Michael Schumacher and Ferrari’s dominance of Formula 1 showed no signs of ending in 2004. Indeed he won 12 of the first 13 races (and again in Japan) and clinched his seventh title with four races to go. Rubens Barrichello ably supported the German and counted back-to-back victories in Italy and at the new Chinese Grand Prix among his 14 podium finishes. Barrichello finished as championship runner-up for the second time after the scarlet cars finished 1-2 in eight of the 18 races.
Consistently best-of-the-rest was the impressive Jenson Button and BAR-Honda team. The Englishman may not have won a race but he was third in the championship after 10 top three finishes that included coming second at Imola (from a first pole position), Monaco, Hockenheim and Shanghai. However, much of the season was played out by his desire to move to Williams for 2005 although he was eventually forced to stay with BAR when the FIA’s Contract Recognition Board ruled in favour of the Brackley-based team. Team-mate Takuma Sato qualified on the front at the Nurburgring and finished third in the USA but it was an erratic campaign with incidents aplenty.

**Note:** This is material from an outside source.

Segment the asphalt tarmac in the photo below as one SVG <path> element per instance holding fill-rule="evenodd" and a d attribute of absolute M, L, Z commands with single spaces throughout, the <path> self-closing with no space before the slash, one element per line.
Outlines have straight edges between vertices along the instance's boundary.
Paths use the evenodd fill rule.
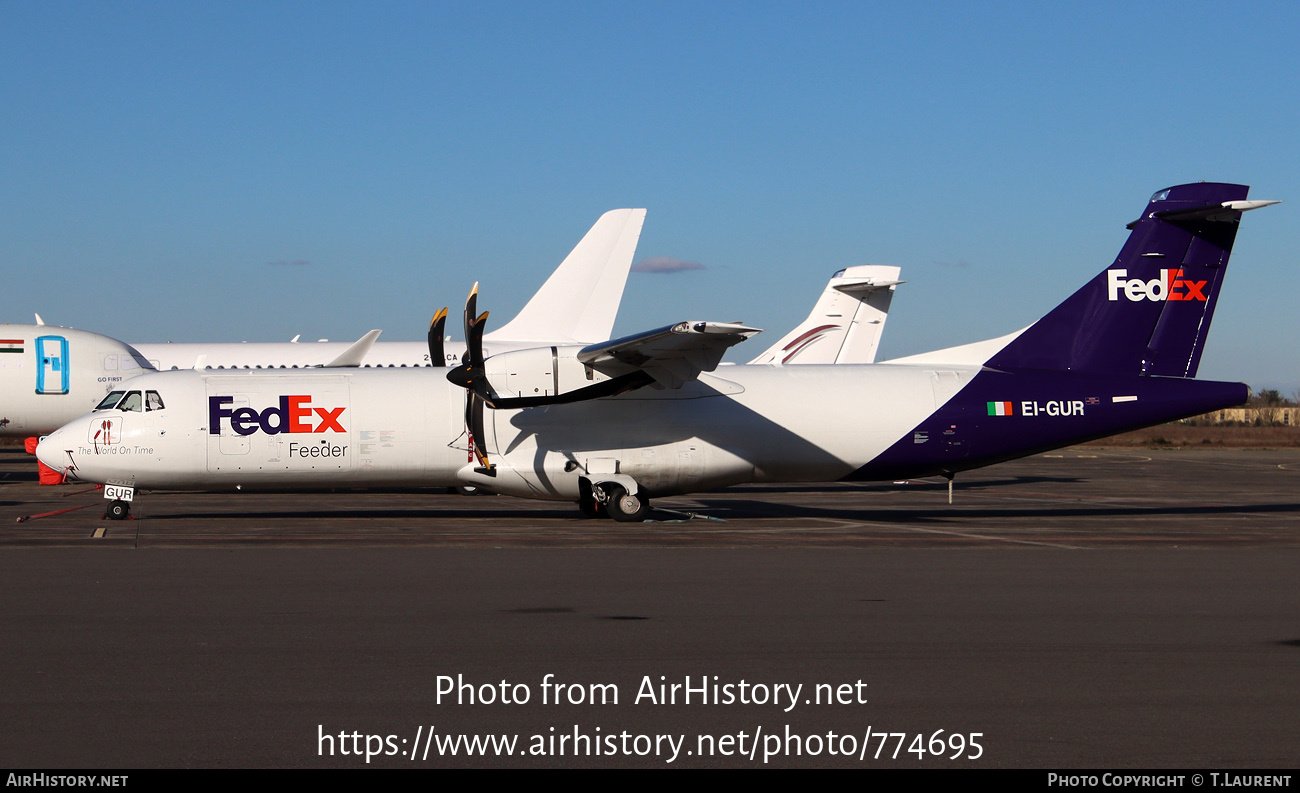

Renault’s Jarno Trulli converted pole position in Monaco into a first GP victory by withstanding Button’s intense pressure. However, he fell out of favour with Team Principal and erstwhile manager Flavio Briatore by the end of the year. Fernando Alonso was a distant fourth in the standings although the youngster had seemed on course for victory in France before Ferrari switched Schumacher to a radical four-stop strategy.
The Williams FW26-BMW was a disappointment and Juan Pablo Montoya’s victory in the Brazilian finale was a rare highlight for the team. That was the Colombian’s final race before joining McLaren and it proved to be Williams’ last win for eight years. Ralf Schumacher was sidelined for six races after injuring his back in a 180 mph accident at Indianapolis. He returned to finish second behind his brother in Japan.
Kimi Raikkonen scored just a single point during the first half of the season before the introduction of the updated McLaren MP4/19B transformed his fortunes. He won the Belgian GP (from tenth on the grid) and fourth in Germany was the best result of David Coulthard’s ninth and final season with the team. It was a time of change for the Woking-based outfit for the impressive new McLaren Technology Centre – built at a reputed cost of £300m – was fully opened in May 2004.
Mark Webber’s Jaguar qualified on the front row in Malaysia but neither he nor Christian Klien could finish higher than sixth. F1’s precarious economic state was illustrated once more when the Ford Motor Company put the team up for sale at the end of the season.
This was F1’s longest season so far with new Hermann Tilke-designed circuits in Bahrain and Shanghai expanding the calendar to 18 races for the first time.